Impulsively, I lean forward and kiss him, stopping his words. This is probably overdue anyway since he’s right, we are supposed to be madly in love. It’s the first time I’ve ever kissed a boy, which should make some sort of impression I guess, but all I can register is how unnaturally hot his lips are from the fever. I break away and pull the edge of the sleeping bag up around him. “You’re not going to die. I forbid it. All right?”
“All right,” he whispers.
And then a pot of broth drops from the sky. And the shippers (as in the people of Panem) all squee.

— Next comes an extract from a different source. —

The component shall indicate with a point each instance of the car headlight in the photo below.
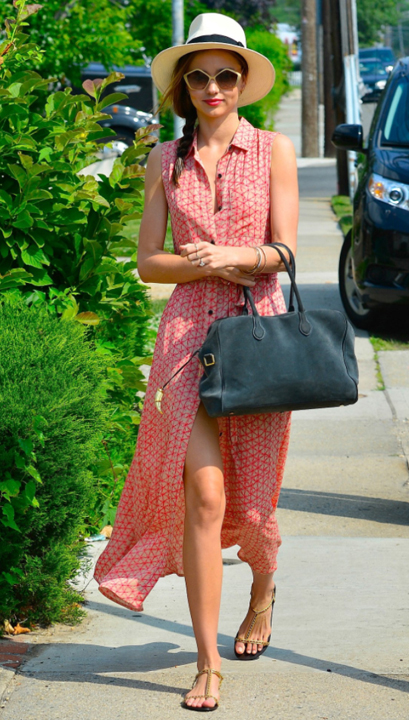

4. Sirius and Buckbeak co-habitate in “Harry Potter and the Prisoner of Azkaban”
a.k.a. The Domestic Saga of Padfoot and Claws
At the end of “Prisoner of Azkaban”, Sirius Black escapes with the hippogriff Buckbeak and spends some time hiding from dementors and Ministry officials together in a far-away cave.
I dunno about you, but I feel like there’s a spin-off sitcom in there somewhere.
The cave scene in “Harry Potter and the Half-Blood Prince” with the locket horcrux and the lake of zombies was pretty awesome, too.
5. Colin and Lindsey share stories in the dark in “An Abundance of Katherines”
a.k.a. It’s Not That Dark If We Have A Bottle of Moonshine
Lindsey takes Colin to her “secret hideout” where they hang out and share stories. There is no sex, but there is alcohol. And lots of cute dialogue.
“It’s weird talking to you; I can’t see you at all.”
“I can’t see you either.”
“We’re invisible. I’ve never been here with someone else. It’s different being invisible with someone.”
Somewhere in the back of his mind, Colin was probably starting to like Lindsey already, but some of his little brain cells keep shouting “But she’s not a Katherine!”
So, what is it about caves, huh?
But what about you? Are there any memorable Cave Scenes from your favorite books? 🙂
2 thoughts on “5 Memorable “Cave Scenes” in YA Books”
I know this is an old(er) post but I just have to reply. My favorite cave scene is probably the one from Dead Poets Society. Okay, so maybe the movie doesn’t count but I have read the movie tie-in! LOL. Close favorites are Menolly’s rescue of fire lizards in a cave in Anne McCaffrey’s Dragonsong and Sher and Selendra discovering treasure (and growing closer) in one in Jo Walton’s Tooth and Claw. Kilig moment that I had to reread over and over. 😛
This isn’t old! Hehe.
Ooh, I remember the Dead Poets cave scene! That was awesome!
Haven’t read McCaffrey or Walton, though.